- W pierwszej połowie zarówno Górnik jak i nasza drużyna nie chciały się zbytnio odkryć, bo na ławkach rezerwowych na bieżąco śledzono wyniki innych spotkań. Wiadomo, w piłce żeby wygrać trzeba zaryzykować. Górnik zaryzykował, a my to wykorzystaliśmy i strzeliliśmy bramkę, która dała nam upragnione zwycięstwo - mówił po meczu nie kryjąc zadowolenia strzelec bramki dla Polonii, Daniel Mąka. - Chcieliśmy w tym spotkaniu zagrać ofensywnie. Tak też graliśmy, ale efektów tego nie było widać, bo utrzymywał się wynik bezbramkowy. W 89. minucie Michał dograł mi fantastyczną piłkę, ja ją przyjąłem i przymierzyłem. Piłka wpadła dokładnie tam, gdzie chciałem, co bardzo mnie cieszy - dodał uzdolniony snajper Czarnych Koszul.

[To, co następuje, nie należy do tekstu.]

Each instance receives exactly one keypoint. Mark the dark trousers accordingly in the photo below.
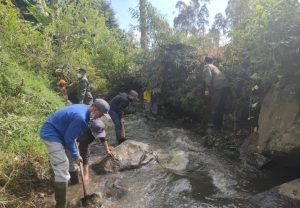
(117, 122)
(218, 103)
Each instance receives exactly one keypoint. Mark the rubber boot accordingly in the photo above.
(74, 177)
(61, 194)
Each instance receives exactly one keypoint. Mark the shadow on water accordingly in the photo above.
(185, 174)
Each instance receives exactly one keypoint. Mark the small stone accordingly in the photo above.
(41, 195)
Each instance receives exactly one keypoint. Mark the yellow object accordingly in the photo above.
(147, 96)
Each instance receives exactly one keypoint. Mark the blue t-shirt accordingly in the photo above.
(65, 125)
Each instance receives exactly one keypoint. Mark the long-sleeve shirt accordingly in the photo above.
(84, 92)
(119, 103)
(65, 125)
(213, 77)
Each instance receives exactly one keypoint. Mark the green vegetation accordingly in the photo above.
(261, 49)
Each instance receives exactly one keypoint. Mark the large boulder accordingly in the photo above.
(285, 195)
(129, 155)
(279, 126)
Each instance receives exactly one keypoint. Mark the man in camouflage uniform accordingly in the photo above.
(84, 93)
(216, 87)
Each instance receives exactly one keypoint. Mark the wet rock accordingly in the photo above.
(279, 126)
(91, 201)
(129, 155)
(115, 190)
(248, 153)
(283, 196)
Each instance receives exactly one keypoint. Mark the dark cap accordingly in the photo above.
(102, 106)
(134, 94)
(98, 128)
(82, 70)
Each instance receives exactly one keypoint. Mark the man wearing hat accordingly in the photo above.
(59, 133)
(96, 130)
(117, 107)
(217, 88)
(84, 94)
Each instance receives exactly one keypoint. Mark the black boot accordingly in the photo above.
(61, 194)
(74, 177)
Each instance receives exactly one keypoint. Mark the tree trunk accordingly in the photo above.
(143, 25)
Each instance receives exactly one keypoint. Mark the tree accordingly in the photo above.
(218, 28)
(143, 24)
(192, 18)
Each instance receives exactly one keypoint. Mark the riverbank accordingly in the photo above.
(165, 166)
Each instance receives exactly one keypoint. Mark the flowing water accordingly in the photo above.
(186, 174)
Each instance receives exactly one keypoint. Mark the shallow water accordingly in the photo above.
(186, 174)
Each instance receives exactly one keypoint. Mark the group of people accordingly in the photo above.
(68, 132)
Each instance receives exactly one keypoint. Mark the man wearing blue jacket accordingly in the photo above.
(59, 133)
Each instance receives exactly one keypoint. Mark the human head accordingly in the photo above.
(81, 72)
(208, 60)
(133, 95)
(99, 108)
(97, 128)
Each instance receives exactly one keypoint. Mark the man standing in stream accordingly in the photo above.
(117, 107)
(84, 93)
(217, 88)
(59, 133)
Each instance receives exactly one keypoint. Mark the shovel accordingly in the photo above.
(123, 136)
(88, 198)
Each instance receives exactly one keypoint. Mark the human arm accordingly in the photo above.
(106, 147)
(83, 85)
(74, 130)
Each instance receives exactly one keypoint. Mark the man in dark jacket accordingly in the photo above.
(59, 133)
(216, 86)
(84, 92)
(117, 107)
(96, 130)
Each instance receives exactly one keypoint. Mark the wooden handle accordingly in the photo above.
(81, 173)
(123, 130)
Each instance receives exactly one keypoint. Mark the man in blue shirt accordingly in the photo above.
(59, 133)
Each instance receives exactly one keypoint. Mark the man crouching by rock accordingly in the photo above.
(59, 134)
(96, 130)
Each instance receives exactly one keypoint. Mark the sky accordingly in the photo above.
(165, 7)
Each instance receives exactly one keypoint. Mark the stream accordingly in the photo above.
(184, 174)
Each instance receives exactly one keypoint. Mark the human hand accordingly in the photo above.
(78, 160)
(206, 92)
(110, 153)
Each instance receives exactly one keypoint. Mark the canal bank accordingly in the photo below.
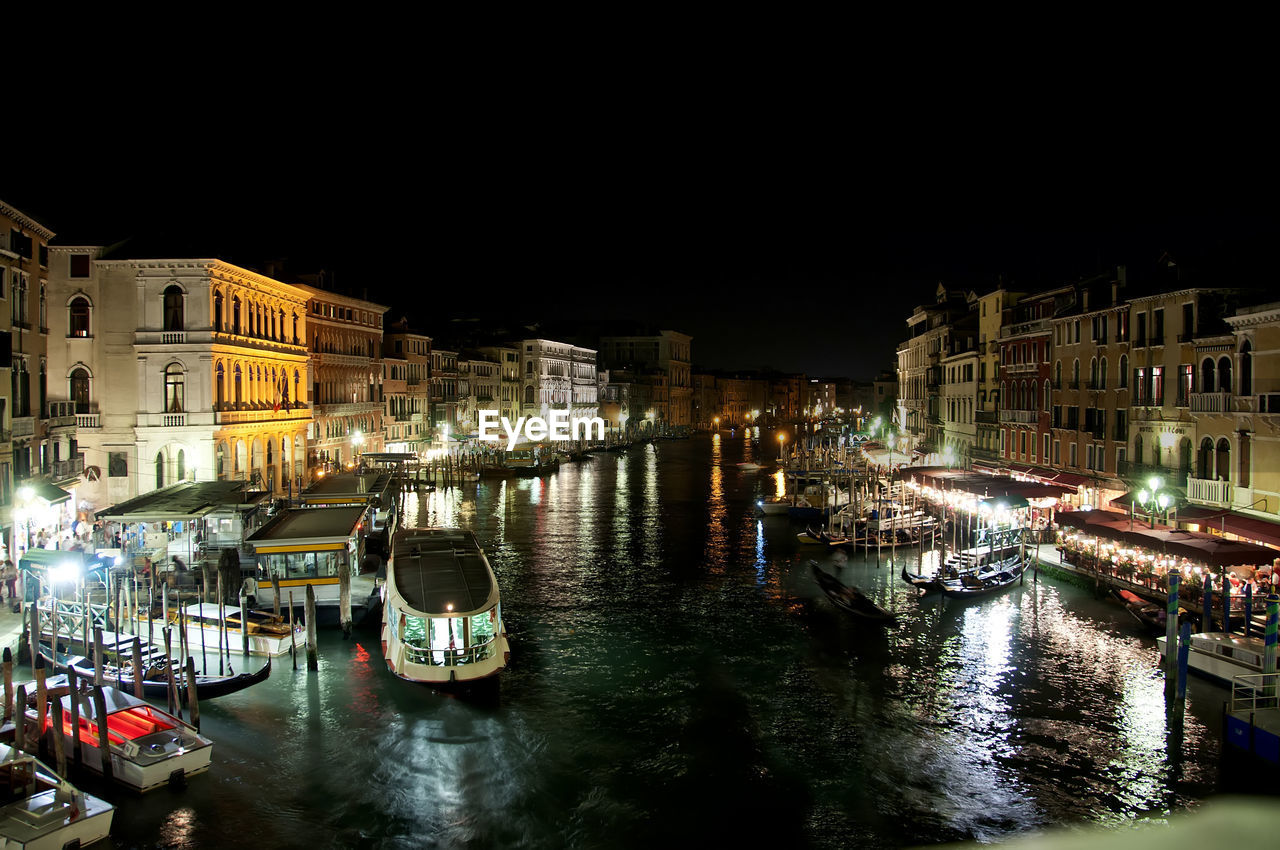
(677, 677)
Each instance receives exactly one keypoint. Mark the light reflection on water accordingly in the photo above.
(673, 666)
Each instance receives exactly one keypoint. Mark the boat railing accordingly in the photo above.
(452, 657)
(1253, 691)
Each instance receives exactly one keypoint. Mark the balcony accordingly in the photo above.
(1020, 416)
(63, 470)
(1208, 490)
(1211, 402)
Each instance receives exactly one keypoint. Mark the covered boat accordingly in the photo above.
(39, 809)
(442, 612)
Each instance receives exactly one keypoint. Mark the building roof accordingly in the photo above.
(187, 501)
(314, 525)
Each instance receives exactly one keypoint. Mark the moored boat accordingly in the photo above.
(442, 611)
(1221, 657)
(39, 809)
(149, 746)
(850, 599)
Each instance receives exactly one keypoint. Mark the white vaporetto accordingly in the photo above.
(561, 428)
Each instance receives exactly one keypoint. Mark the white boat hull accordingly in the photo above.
(44, 822)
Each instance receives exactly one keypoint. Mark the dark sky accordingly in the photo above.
(778, 252)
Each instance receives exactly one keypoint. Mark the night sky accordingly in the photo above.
(799, 261)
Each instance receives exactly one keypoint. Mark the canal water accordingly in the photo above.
(679, 679)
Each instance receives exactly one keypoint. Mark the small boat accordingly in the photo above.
(850, 599)
(149, 746)
(118, 668)
(987, 579)
(1151, 615)
(442, 612)
(268, 633)
(817, 537)
(1221, 657)
(40, 809)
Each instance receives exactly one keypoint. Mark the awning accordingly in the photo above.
(50, 493)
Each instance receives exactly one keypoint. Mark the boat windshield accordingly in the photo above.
(447, 641)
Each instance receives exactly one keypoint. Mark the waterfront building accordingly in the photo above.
(1162, 359)
(40, 458)
(407, 387)
(919, 370)
(344, 341)
(510, 383)
(667, 351)
(558, 375)
(1091, 389)
(444, 398)
(179, 370)
(1235, 403)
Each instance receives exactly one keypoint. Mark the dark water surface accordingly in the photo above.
(677, 677)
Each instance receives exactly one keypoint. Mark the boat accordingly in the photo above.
(987, 579)
(849, 598)
(118, 670)
(1151, 615)
(40, 809)
(268, 634)
(1221, 657)
(442, 612)
(817, 537)
(149, 746)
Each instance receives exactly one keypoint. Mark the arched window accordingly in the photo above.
(173, 298)
(1205, 458)
(174, 389)
(1246, 369)
(80, 389)
(77, 318)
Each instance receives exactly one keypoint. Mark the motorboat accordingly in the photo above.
(442, 612)
(1221, 657)
(149, 748)
(268, 634)
(40, 809)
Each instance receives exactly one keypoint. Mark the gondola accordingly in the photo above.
(983, 581)
(155, 681)
(850, 599)
(1152, 615)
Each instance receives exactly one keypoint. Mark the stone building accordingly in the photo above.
(344, 341)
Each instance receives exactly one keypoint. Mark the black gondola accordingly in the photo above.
(850, 599)
(155, 680)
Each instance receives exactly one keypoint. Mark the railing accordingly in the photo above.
(1208, 490)
(1253, 691)
(63, 470)
(1211, 402)
(451, 657)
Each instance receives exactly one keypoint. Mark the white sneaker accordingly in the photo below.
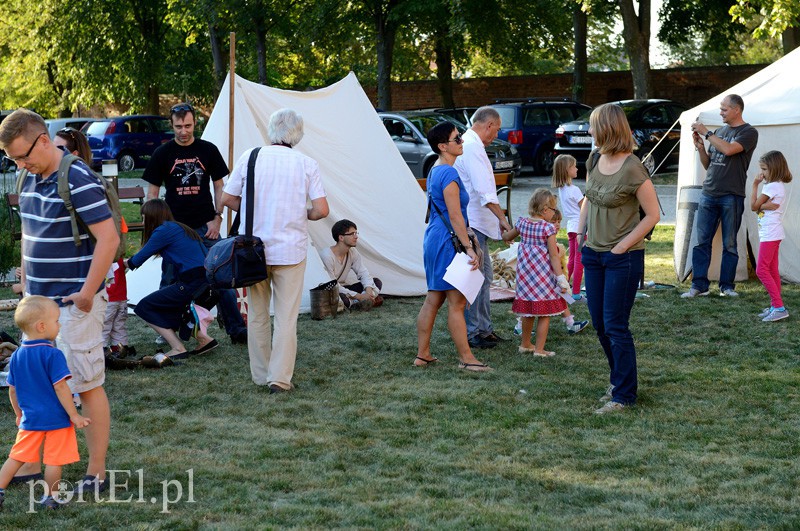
(610, 407)
(776, 315)
(692, 293)
(577, 327)
(606, 397)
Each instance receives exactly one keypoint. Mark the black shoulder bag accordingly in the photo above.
(459, 247)
(239, 261)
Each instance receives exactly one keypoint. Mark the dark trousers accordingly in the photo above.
(611, 283)
(227, 305)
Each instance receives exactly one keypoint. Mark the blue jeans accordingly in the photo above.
(611, 283)
(479, 314)
(712, 212)
(227, 305)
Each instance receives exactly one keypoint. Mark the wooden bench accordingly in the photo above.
(131, 193)
(502, 182)
(134, 194)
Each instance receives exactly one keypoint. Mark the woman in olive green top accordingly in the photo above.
(613, 254)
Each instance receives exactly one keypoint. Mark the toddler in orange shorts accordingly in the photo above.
(41, 398)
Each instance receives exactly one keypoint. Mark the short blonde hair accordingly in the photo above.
(31, 310)
(285, 127)
(611, 130)
(542, 198)
(22, 122)
(560, 170)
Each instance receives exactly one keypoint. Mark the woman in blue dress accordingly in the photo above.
(182, 247)
(448, 196)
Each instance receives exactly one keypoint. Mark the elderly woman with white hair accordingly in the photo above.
(285, 180)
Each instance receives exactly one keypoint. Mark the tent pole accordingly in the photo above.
(231, 93)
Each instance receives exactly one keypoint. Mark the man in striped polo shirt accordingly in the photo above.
(53, 266)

Szkoleniowiec Polonii, Jacek Grembocki po meczu nie ukrywał, że jest bardzo zadowolony ze zmiany, jaką dał 21-letni napastnik w meczu z Górnikiem: - Z trenerem Jackiem Grembockim było mi dane współpracować znacznie wcześniej, kiedy był asystentem pierwszego trenera, więc na pewno trener Grembocki wiedział na co mnie stać. W ostatnim czasie zmagałem się z kontuzją. W meczu z Lechem trener wpuścił mnie na boisko na pięć minut, w Zabrzu pozwolił mi zagrać trochę dłużej i odwdzięczyłem mu się za to bramką, dzięki której Polonia zagra w Lidze Europejskiej - podkreślił zawodnik stołecznego klubu.
- Bardzo się cieszę, że udało mi się pomóc Polonii w awansie do europejskich pucharów. Żal mi jednak kolegów z Górnika. Całą rundę wiosenną grali z nożem na gardle, a mimo to nie udało im się utrzymać w ekstraklasie. Na pewno nie jest to miłe przeżycie, sam podobny spadek przeżyłem, będąc jeszcze młodym zawodnikiem dopiero wchodzącym do kadry pierwszej drużyny. Mam nadzieję, że Górnik szybko się otrząśnie i już za rok wróci do ekstraklasy. Miejscem takich drużyn jak Górnik Zabrze jest ekstraklasa i o tym myślę wszyscy doskonale wiemy - zakończył Daniel Mąka.